INTRODUCTION
- Penelope Dowdy
- Oct 30, 2019
- 3 min read
Updated: Nov 5, 2019
“I don’t think I want to be married anymore,” I told him as he came out of the bedroom, just waking up. And in his completely typical, apathetic nature, asked me why. As I made a list of all the reasons I felt that we should no longer keep up this relationship of essentially roommates who have sex, he nodded along. When I finished, tears in my eyes, and full of hope that, for once, he might fight for me, he told me that he agreed and we began to decide who got what. A week later, I was moved out. What a mature break up, you might think.

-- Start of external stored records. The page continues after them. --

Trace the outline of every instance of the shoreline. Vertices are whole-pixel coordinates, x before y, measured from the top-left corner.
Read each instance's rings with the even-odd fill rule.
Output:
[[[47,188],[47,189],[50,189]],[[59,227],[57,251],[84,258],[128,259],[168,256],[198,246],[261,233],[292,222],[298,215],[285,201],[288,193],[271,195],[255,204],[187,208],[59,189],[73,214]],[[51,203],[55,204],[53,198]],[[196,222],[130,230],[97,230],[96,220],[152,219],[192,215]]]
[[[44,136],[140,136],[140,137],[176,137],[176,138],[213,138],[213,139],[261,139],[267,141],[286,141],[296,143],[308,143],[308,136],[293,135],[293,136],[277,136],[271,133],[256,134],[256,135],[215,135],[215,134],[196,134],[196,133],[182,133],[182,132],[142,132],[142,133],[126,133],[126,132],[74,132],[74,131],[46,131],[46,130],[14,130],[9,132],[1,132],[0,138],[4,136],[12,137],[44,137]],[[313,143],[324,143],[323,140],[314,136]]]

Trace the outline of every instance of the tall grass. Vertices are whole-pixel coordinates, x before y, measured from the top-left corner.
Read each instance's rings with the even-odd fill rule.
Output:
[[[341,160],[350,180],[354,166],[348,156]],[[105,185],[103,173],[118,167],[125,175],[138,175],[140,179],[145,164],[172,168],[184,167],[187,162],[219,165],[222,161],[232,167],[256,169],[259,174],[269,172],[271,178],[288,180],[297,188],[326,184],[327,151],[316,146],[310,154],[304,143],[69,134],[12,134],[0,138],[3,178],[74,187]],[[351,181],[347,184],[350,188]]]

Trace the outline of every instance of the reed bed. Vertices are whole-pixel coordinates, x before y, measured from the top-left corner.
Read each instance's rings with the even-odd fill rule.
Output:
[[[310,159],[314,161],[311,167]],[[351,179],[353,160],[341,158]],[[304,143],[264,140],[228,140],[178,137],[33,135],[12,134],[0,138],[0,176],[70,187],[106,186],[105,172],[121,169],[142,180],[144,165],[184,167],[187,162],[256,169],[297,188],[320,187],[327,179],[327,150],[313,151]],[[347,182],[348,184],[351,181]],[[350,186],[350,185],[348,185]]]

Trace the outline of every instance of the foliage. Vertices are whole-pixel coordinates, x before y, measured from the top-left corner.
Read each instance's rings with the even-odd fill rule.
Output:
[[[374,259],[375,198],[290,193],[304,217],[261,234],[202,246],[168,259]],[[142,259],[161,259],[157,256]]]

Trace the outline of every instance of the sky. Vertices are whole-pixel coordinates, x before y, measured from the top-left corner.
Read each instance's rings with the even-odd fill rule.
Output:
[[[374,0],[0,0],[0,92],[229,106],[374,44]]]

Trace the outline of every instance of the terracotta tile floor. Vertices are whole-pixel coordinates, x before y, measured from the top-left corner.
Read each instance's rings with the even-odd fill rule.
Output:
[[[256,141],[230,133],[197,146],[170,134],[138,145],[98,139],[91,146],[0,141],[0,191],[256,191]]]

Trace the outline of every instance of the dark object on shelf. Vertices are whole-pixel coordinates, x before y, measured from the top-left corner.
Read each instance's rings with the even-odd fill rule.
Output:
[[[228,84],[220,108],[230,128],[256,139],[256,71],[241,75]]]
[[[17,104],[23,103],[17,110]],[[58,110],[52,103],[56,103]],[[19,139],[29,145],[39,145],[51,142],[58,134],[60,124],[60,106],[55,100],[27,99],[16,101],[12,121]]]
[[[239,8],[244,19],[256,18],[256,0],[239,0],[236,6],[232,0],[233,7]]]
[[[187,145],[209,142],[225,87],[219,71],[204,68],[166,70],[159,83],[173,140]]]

Maybe to the onlooker, but let me tell you, there was nothing mature, immature, happy, sad, exciting, angry, or frustrating about this break up. At least to him. I felt all of those emotions, all at once. But, that’s exactly why I couldn’t stay. I couldn’t stay with a man, who had such little emotion for anything, continue to dry up my love for everything.

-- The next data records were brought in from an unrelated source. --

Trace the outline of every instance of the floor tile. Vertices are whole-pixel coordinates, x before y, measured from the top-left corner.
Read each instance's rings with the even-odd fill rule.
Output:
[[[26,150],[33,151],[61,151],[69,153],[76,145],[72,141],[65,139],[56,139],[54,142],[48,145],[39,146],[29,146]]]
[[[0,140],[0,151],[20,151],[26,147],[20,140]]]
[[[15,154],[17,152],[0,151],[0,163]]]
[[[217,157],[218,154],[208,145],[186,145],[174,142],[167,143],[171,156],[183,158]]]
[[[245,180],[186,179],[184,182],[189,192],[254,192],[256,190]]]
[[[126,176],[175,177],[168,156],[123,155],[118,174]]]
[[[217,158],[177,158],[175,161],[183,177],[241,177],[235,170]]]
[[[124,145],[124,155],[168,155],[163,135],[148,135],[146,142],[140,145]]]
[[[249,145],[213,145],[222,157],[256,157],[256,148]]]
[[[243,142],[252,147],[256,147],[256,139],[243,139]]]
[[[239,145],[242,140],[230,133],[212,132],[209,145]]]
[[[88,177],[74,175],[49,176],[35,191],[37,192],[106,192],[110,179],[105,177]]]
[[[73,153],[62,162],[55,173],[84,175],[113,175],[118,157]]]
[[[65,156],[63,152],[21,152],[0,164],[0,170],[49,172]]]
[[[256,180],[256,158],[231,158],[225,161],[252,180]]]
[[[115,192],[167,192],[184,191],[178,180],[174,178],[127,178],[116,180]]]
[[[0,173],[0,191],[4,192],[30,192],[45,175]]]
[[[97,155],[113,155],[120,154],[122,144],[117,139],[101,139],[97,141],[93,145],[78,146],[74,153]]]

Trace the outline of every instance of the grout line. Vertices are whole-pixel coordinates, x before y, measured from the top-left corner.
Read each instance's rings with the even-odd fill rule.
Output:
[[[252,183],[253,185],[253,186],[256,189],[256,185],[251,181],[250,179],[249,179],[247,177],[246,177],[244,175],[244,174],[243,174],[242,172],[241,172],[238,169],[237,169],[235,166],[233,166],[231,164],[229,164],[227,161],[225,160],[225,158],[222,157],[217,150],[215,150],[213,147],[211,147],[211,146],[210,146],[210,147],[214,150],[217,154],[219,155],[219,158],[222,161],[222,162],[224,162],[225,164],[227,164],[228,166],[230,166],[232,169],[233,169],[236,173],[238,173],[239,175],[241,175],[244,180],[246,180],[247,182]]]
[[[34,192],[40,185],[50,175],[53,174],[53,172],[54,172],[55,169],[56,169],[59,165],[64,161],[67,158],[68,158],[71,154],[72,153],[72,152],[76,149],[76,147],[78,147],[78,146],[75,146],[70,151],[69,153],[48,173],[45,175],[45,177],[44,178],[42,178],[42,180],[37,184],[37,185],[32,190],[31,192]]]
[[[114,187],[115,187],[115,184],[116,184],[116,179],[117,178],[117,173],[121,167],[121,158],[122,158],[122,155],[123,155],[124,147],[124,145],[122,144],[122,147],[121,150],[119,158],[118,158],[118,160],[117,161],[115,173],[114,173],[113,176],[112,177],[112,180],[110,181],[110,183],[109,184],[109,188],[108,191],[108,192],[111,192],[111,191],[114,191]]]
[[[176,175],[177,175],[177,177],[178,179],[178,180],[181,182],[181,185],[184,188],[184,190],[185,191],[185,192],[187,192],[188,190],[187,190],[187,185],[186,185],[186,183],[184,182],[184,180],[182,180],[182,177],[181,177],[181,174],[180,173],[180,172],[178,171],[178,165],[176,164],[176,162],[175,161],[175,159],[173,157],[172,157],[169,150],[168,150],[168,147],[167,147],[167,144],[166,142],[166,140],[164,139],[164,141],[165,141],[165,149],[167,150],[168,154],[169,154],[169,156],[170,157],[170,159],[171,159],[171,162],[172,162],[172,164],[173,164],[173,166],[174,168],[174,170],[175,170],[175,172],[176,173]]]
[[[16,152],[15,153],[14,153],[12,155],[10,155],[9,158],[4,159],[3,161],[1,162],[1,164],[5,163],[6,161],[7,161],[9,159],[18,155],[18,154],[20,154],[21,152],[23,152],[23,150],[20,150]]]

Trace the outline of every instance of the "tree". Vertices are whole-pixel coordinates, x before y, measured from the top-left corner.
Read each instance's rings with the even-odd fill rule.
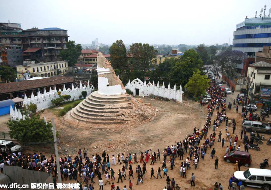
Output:
[[[127,55],[125,45],[121,40],[114,42],[109,50],[111,54],[111,61],[112,67],[114,69],[123,71],[127,66]]]
[[[5,83],[14,82],[15,72],[12,67],[8,66],[0,66],[0,77]]]
[[[98,88],[98,74],[96,70],[93,71],[90,75],[90,81],[94,88]]]
[[[134,67],[137,67],[145,73],[150,68],[152,59],[157,52],[153,46],[148,44],[135,43],[130,46],[128,53],[134,60]]]
[[[236,75],[235,71],[236,64],[241,64],[246,57],[246,54],[240,51],[232,51],[228,49],[218,55],[216,58],[221,70],[229,78],[233,79]]]
[[[198,71],[193,73],[193,76],[185,87],[189,93],[194,95],[195,98],[205,92],[206,89],[210,87],[210,81],[206,75],[201,75],[201,71]]]
[[[203,61],[203,64],[205,65],[206,62],[208,59],[209,56],[206,50],[205,45],[204,44],[200,44],[196,48],[196,51],[199,54],[201,59]]]
[[[82,47],[80,44],[76,44],[74,41],[69,40],[67,43],[67,49],[60,51],[60,56],[68,61],[69,66],[72,66],[77,62],[81,54]]]
[[[7,123],[11,138],[22,142],[49,142],[53,140],[50,122],[45,122],[39,115],[24,120],[10,120]]]

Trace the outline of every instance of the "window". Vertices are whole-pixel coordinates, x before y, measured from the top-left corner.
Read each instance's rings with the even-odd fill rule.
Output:
[[[257,180],[264,181],[264,178],[263,177],[263,176],[257,176]]]

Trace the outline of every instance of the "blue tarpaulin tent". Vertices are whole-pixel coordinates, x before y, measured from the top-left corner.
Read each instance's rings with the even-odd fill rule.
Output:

Over the next couple months, I went in search of all the things that I felt might make me happy. I spent thousands of dollars getting my new apartment exactly how I wanted it, getting the iPhone he wouldn’t let me have, the purse we could “never afford,” and going to restaurants that were “too nice.” Then, when it was all over.. meaning I had run out of money, I sat down in my gorgeously furnished apartment, scrolled through Instagram on my new iPhone 8, looked at my beautiful Volkswagen Eos and felt nothing. Somehow I felt worse. How can all of these things bring me zero happiness?
I live in Dallas. I was born and raised here. I have always known that to live here meant you had to have money. Correction, you had to look like you had money. So, after my divorce, I bought things. I bought things in order to keep up with this ridiculous society, filled with people who value you based on what you have, not who you are. I thought, “Well, if I’m ever going to find another man, I have to look like I have it all.” Isn’t that funny? We can be hundreds of thousands of dollars in debt, extremely unhappy, hate our job, and have a drinking problem; but if you drive a Mercedes, have a big house, and all the newest, nicest technology, you must be the happiest person in the world.

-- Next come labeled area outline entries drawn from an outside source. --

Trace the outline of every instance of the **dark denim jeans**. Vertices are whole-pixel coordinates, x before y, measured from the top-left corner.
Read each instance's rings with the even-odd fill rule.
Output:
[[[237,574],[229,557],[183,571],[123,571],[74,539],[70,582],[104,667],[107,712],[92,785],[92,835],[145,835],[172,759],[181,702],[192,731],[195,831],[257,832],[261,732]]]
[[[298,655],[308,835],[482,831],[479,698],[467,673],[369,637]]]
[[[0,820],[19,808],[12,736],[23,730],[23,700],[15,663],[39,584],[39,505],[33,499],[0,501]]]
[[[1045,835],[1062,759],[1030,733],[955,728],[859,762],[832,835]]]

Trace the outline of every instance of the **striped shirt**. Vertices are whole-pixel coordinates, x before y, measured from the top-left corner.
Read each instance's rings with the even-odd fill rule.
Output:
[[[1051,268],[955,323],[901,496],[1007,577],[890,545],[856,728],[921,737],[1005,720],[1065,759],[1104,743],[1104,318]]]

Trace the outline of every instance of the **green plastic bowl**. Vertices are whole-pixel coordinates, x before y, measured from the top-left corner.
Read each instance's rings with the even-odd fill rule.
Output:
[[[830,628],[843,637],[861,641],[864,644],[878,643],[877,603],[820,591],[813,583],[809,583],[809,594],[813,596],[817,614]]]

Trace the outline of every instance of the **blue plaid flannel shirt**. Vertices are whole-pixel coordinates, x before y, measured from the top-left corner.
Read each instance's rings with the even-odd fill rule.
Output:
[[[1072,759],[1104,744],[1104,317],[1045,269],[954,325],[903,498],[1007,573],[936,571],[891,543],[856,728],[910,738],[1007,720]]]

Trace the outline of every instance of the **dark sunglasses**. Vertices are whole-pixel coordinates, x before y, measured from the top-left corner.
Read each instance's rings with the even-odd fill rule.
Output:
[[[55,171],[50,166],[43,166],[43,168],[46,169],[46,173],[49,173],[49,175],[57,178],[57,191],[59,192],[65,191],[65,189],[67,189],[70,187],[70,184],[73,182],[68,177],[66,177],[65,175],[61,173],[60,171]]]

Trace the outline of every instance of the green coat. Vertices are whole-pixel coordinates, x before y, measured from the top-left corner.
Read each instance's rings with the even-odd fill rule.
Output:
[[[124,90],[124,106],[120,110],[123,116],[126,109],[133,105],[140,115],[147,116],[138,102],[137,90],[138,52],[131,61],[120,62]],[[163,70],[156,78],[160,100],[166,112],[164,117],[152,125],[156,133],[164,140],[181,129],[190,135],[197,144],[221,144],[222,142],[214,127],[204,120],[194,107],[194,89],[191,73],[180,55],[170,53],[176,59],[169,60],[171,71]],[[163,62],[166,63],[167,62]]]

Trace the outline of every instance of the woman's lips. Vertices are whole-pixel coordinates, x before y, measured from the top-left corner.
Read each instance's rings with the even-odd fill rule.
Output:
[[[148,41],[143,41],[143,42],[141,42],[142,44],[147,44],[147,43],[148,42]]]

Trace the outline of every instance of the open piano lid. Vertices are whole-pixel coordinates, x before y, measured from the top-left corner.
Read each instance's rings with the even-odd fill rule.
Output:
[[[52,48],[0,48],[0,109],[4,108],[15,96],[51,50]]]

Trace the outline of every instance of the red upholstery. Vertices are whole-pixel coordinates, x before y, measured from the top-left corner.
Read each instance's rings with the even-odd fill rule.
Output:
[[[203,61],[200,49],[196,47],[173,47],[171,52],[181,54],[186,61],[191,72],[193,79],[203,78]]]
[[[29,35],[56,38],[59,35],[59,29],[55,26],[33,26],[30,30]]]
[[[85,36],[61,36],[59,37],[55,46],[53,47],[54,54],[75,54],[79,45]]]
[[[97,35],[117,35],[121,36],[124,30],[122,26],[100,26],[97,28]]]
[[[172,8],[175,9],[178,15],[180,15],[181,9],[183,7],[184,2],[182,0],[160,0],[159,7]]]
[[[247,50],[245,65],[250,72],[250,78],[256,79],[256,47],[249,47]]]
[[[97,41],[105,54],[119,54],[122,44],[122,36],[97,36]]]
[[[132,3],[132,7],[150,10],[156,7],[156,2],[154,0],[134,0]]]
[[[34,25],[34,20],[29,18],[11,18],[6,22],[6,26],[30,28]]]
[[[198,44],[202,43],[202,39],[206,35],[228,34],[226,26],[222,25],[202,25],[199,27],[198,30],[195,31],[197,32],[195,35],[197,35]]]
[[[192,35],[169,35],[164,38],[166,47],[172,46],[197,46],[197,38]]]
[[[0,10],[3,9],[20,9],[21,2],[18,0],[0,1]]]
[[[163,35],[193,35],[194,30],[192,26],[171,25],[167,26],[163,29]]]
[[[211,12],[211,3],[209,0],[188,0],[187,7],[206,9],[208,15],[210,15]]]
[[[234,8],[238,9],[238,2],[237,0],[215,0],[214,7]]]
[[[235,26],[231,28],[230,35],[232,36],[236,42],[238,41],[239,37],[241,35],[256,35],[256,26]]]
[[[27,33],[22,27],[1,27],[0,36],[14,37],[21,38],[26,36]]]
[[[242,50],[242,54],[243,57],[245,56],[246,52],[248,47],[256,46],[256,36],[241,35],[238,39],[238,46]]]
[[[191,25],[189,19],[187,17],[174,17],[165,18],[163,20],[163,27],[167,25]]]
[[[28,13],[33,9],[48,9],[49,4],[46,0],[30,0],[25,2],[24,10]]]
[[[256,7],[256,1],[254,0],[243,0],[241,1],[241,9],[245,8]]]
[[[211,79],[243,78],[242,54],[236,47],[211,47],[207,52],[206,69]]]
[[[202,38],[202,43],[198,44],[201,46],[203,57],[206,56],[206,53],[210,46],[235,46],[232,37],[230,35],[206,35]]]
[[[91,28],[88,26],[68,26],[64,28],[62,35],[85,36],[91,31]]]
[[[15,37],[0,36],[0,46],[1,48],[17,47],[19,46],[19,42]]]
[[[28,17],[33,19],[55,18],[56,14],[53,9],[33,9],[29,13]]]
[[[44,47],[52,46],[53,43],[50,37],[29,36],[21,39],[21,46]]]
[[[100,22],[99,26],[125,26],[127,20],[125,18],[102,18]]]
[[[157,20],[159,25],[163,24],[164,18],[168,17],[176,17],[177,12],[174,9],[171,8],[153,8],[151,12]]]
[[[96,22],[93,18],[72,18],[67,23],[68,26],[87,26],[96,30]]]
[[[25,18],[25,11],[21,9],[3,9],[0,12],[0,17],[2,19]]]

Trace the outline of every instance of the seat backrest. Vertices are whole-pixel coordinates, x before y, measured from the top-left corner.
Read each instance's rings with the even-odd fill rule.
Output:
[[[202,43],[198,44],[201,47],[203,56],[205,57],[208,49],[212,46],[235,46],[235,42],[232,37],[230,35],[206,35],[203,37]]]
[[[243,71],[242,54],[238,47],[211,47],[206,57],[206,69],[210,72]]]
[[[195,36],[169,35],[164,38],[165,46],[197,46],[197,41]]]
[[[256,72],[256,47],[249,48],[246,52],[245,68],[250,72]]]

A couple months after I left my husband, I rekindled a relationship with a lifelong friend. She came to my apartment, we had some wine, and we went out to eat at a nice restaurant, around my nice neighborhood, in my nice car. She got in my car and said to me, “Wow, I’m so proud of you, you’re doing so well for yourself, you really have your shit together. That’s so great.” While no part of me was angry with her, I felt my ears turning red. Everything about what she just said was what I hated about the society we live in. I look put together, therefore, I must be. I wanted to scream, “I am the unhappiest I’ve ever been!” But, I knew she wouldn’t understand.
To me, the things that I had purchased over the last couple months meant nothing. Had I been robbed the next day, I don’t think I would have cared. They were just things. I had spent my entire life trying to fill this void and live in a way so that I could be accepted by this world, these people, and honestly, even my own family, and none of it brought me happiness.
The next day, I began writing this book.